Flüchtlinge vor Sizilien

Als ich am ersten Morgen in Catania erwachte, sah ich vom Bett aus durch die Frontscheibe ein kleines Schlauchboot auf dem Meer treiben. Es hob und senkte sich mit den Wellen, die sich an der Felsenklippe gleich vor meinem Auto brechen.
Aus der Art und Weise, wie der Mann zusammengesunken im Boot sass, schloss ich messerscharf, dass es sich um einen entkräfteten Flüchtling handelt, der nicht weiss, wo er anlegen kann an dieser schroffen Küste.

Der Mann im Boot bewegte nur hin und wieder eines der beiden Ruder ein wenig; er war offensichtlich so schwach, dass er einfach nicht mehr tun konnte.
Da es eben erst hell geworden war und alle auf dem Platz noch schliefen, stellte ich mich mit meiner roten Jacke auffällig ans Geländer, damit der arme Kerl mir winken oder um Hilfe rufen könne.
Ich zog eben in Betracht, ein wenig auf- und abzuhüpfen, damit er mich auch wirklich sieht, da startete der Fischer im ‚Flüchtlingsboot‘ den Aussenbordmotor und summte davon..
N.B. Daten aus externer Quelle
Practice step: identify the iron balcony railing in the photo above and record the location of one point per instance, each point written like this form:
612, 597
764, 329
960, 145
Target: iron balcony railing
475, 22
Erst jetzt bemerkte ich, dass etwas weiter draussen ein weiteres halbes Dutzend dieser Boote trieb und sich immer mal wieder eines davonmachte.

Was ich daraus gelernt habe ? Nun ja, vielleicht, dass ich niemals jemanden retten sollte, ehe ich nicht meine ‚Betriebstemperatur‘ erreicht habe (nach ungefähr zwei Tassen Kaffee..).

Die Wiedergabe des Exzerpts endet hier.